Chest X-Ray Findings
The initial chest X-ray revealed significant infiltrates in the right upper lobe, consistent with a consolidative process. The findings raised suspicion for a bacterial pneumonia, but given the lack of response to broad-spectrum antibiotics and the clinical context, other possibilities, including tuberculosis, were strongly considered. The “R” marker indicates the right side of the patient. The presence of these localized, dense infiltrates in a young patient with prolonged symptoms is a key finding that guided further diagnostic workup.

nvestigations and Management Plan
Initial Investigations:
- Blood cultures showed no growth.
- Abdominal ultrasound and urinalysis were unremarkable, showing no pathology.
- Ophthalmology consultation revealed normal visual fields.
- Blood samples were planned for complete blood count (CBC), erythrocyte sedimentation rate (ESR), C-reactive protein (CRP), and anti-HIV antibodies.

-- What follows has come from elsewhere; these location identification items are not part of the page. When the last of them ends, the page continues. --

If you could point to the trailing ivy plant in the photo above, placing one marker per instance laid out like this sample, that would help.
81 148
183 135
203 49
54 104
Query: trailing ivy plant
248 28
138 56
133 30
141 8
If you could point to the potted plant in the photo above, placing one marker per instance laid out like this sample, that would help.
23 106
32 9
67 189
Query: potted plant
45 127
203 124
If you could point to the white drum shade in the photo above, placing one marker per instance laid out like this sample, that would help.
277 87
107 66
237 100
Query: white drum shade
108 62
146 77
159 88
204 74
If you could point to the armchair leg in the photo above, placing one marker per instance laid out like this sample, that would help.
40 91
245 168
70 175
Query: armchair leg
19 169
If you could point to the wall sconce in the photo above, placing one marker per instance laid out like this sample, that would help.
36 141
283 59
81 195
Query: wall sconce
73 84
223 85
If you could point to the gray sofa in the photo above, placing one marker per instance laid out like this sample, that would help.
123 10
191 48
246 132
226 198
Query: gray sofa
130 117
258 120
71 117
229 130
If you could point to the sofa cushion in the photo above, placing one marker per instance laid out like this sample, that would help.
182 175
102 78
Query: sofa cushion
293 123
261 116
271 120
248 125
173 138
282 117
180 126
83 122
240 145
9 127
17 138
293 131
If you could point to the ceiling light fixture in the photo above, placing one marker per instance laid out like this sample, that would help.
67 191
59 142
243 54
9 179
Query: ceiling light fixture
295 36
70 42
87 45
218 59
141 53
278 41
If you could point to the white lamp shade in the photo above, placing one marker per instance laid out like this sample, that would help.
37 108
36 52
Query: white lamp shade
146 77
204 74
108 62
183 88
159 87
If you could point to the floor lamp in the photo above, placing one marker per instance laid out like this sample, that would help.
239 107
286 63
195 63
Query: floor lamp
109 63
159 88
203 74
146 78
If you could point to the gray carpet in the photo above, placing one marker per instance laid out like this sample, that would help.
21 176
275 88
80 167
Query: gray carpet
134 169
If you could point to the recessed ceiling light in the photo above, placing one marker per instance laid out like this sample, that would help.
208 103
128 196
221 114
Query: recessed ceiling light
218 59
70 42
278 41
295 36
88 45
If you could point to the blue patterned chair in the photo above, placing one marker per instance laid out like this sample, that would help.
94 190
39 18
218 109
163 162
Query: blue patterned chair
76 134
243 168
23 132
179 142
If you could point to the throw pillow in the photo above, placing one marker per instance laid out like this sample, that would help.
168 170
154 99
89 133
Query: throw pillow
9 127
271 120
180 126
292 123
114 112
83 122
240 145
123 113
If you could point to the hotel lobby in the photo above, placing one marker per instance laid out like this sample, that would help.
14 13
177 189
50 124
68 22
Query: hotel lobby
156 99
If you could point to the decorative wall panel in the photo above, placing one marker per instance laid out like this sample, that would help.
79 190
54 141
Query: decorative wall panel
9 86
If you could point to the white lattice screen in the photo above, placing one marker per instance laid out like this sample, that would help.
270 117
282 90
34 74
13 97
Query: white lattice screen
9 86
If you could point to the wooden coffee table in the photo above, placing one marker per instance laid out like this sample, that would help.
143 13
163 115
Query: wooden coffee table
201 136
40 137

Current Treatment Regimen (Day 7):
- Teicoplanin intravenously (7th day) with proper doses
- Ceftriaxone intravenously (7th day) with proper doses
- Pantoprazole orally/intravenously with proper doses
- Isoniazid orally (2nd day) with proper doses
- Rifampicin orally (2nd day) with proper doses
- Pyrazinamide orally (2nd day) with proper doses
- Ethambutol orally (2nd day) with proper doses
Please consult your national guidelines for appropriate drug types and dosages, or seek advice from a licensed physician in the relevant department.
Further Diagnostic and Treatment Plan:
- Collection of gastric lavage fluid for Acid-Fast Bacilli (AFB) PCR and culture for three consecutive days.
- Sputum AFB smear and culture were performed, with results showing AFB (++). This finding was crucial in confirming the diagnosis of tuberculosis.
- Teicoplanin and Ceftriaxone were planned to be continued for a total of 10 days.
Discussion
This case highlights the importance of considering atypical presentations and alternative diagnoses when initial treatments fail. The persistent right upper lobe infiltrates on the chest X-ray, coupled with an inadequate response to standard antibiotics for bacterial pneumonia, raised a high index of suspicion for tuberculosis. The subsequent positive AFB smear in the sputum confirmed the diagnosis, allowing for targeted anti-tuberculosis therapy. Early initiation of appropriate anti-tuberculosis medication is critical for effective treatment and preventing further transmission. The patient’s history of a vancomycin reaction also underscores the need for careful medication selection and monitoring.
Disclaimer
This content is intended for educational and informational purposes only and should not be considered medical advice. It is not a substitute for professional medical diagnosis, treatment, or care. Always seek the advice of a qualified healthcare provider for any questions regarding your medical condition or treatment.